Charting my number of posts per year since 2011, all under 100 until 2023 which has a huge, sharp uptick to nearly 700.

📺 Lessons in Chemistry S1E2 (barely spoilers): 😨😬😐🐶☺🥰😒😙😱

An apt analogy from The Dirtbag Diaries describing how outward peace and balance often mask inner turmoil and a sense of being pulled in all directions.

dirtbagdiaries.com

A thought I’ve had more than once lately: If I had to replace my iPad Pro (which I use mostly as a laptop in the Magic Keyboard case), would I replace it with another iPad or with a MacBook Air instead? The power of macOS in that superlight design sure is appealing.

overcast.fm/+QN1qX9sO…

I created this note by navigating my watch with a series of gestures clenching my hand and tapping my fingers together, and then talking to it. I never touched the screen. We’re living in the future and technology is amazing.

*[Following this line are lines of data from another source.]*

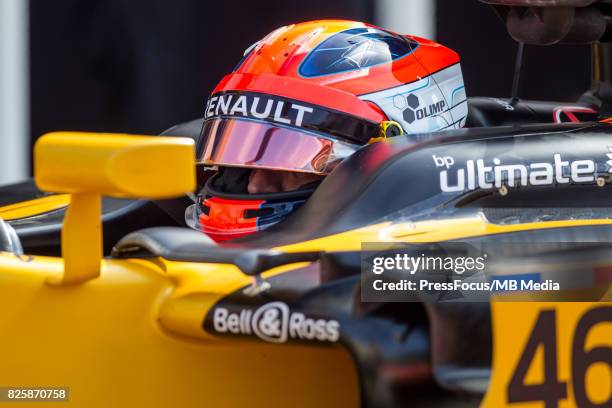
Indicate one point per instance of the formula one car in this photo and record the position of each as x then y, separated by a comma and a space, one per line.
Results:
170, 318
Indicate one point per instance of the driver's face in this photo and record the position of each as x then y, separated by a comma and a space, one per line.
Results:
275, 181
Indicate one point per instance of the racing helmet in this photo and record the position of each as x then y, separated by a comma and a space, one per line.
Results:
307, 96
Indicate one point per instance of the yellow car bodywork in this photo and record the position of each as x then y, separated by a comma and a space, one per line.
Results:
131, 334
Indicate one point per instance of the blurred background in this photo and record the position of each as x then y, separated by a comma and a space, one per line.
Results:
143, 66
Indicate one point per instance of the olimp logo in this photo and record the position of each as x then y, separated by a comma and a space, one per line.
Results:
274, 322
477, 174
412, 109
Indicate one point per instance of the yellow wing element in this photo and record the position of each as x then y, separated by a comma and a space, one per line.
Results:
89, 165
34, 207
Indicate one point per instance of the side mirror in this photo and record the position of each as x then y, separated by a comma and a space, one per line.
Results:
89, 165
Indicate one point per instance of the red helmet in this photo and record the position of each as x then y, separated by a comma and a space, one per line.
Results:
307, 96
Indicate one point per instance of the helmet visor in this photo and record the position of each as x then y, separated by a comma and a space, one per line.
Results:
249, 143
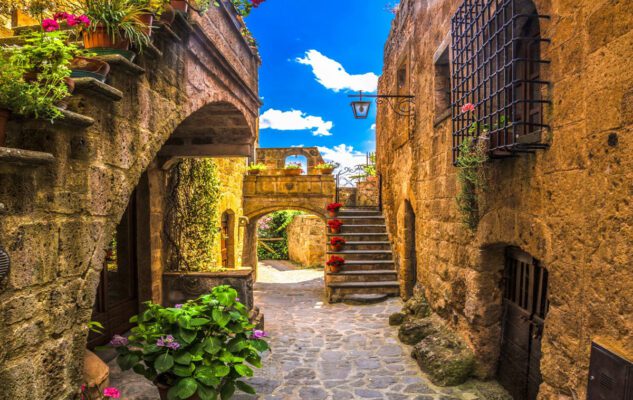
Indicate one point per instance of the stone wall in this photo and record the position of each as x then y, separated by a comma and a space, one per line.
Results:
568, 206
62, 200
307, 240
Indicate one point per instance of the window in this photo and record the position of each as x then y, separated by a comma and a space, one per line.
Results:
496, 66
442, 87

🆕📝 Crashing Clockwise #528: ‘The Jeweled Dung Beetle’

🎙️ tap, tap Is this thing on? Time for something completely different.

I wrapped up another fun Shortcuts commission yesterday. This time I got to play around with parsing JSON from an API request and putting that into a Charty chart to display data in a widget on the Home Screen. I love that these get me into learning new little tech skills.